More information about a possible recent worm attack on
servers running Windows NT4 suggests the problem could be more severe than
first thought. Several security experts have confirmed a worm is
circulating that is capable of attacking systems running Windows NT4. The same
worm can also attack other versions of Windows, but while Microsoft has
published a free patch for the currently supported versions of Windows, it has
not released a free patch to firms using Windows NT4.
Some observers talk down the risk to NT4 systems by arguing that very few firms still use Windows NT4. However, it seems there are still a significant number of NT4 systems in use today, and some of those are used for Internet facing applications, such as web servers.
For example, Netlink is an Internet solutions vendor with a web site that runs on Windows NT4. A Netlink spokesman said, "We still use NT4 and provide NT4 support to customers, but each server has its own firewall blocking what isn't covered by patches.
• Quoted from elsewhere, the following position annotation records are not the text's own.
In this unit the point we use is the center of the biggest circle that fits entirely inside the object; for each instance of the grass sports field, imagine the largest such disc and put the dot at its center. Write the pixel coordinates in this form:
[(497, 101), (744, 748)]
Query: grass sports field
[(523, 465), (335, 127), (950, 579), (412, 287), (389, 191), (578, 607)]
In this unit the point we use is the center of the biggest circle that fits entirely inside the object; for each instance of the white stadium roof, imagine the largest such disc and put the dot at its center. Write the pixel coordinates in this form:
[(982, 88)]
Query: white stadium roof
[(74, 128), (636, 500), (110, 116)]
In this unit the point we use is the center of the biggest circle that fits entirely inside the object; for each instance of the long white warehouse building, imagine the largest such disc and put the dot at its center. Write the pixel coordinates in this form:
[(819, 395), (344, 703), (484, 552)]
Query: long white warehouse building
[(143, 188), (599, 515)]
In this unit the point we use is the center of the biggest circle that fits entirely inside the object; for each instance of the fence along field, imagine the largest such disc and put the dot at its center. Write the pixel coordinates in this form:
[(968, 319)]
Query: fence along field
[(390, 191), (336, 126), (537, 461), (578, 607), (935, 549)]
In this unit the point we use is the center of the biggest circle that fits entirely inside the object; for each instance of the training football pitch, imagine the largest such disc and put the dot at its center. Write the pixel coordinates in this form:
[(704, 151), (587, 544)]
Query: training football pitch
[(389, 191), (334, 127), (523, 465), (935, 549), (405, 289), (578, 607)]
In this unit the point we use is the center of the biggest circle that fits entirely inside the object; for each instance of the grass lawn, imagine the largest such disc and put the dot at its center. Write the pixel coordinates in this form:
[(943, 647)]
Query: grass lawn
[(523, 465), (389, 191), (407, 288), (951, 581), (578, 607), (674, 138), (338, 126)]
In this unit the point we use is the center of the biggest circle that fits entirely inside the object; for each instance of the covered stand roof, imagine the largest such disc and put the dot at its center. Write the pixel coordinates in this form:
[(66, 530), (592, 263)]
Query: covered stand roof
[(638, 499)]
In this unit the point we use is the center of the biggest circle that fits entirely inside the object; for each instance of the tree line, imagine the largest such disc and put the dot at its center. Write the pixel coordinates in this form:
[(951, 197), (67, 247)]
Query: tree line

We also work with Windows 2000, but we don't use any of the activation/deactivation enabled versions of Windows because we believe that you can't allow a vendor that much control over your business systems."
A researcher at Netlink contacted security researchers on
the Full Disclosure mailing list about a possible worm attack against NT4
servers last Wednesday [30 Aug]. The researcher, called Geo, cited a report by
the Sans Internet Storm Center indicating a spike in port scans on TCP port 139
as evidence of increased hacker activity that could be related to a known flaw
in Windows NT4. In an exclusive interview with IT Week, Geo said that although
the Sans data is not tied specifically to NT4, there is still cause for
concern. Geo said, "The Sans data includes all versions of all operating
systems, but the spike started at about the same time that we started getting
calls about NT4 systems being infected so it's pretty clearly NT4 systems or at
least an NT4 capable version of the worm that's causing the spike".
Other Full Disclosure members confirmed there is a worm capable of attacking servers running Windows NT4, Windows 2000 and Windows Server 2003. However, Geo said most Windows 2000 and Windows Server 2003 systems are now patched against this flaw, but few of the NT4 systems are patched as Microsoft charges high support fees for NT4 systems because Microsoft considers NT4 systems to be past the end of their supportable life. However, Geo said Microsoft none-the-less sells support and patches for NT4 to firms that are willing to pay.
The worm appears to attack the Netbios subsystem present in Windows servers. However, Geo said disabling Netbios does not protect servers from the worm. "We've found that unbinding Netbios in NT4 will not protect you, you need a firewall to prevent exposure to the worm."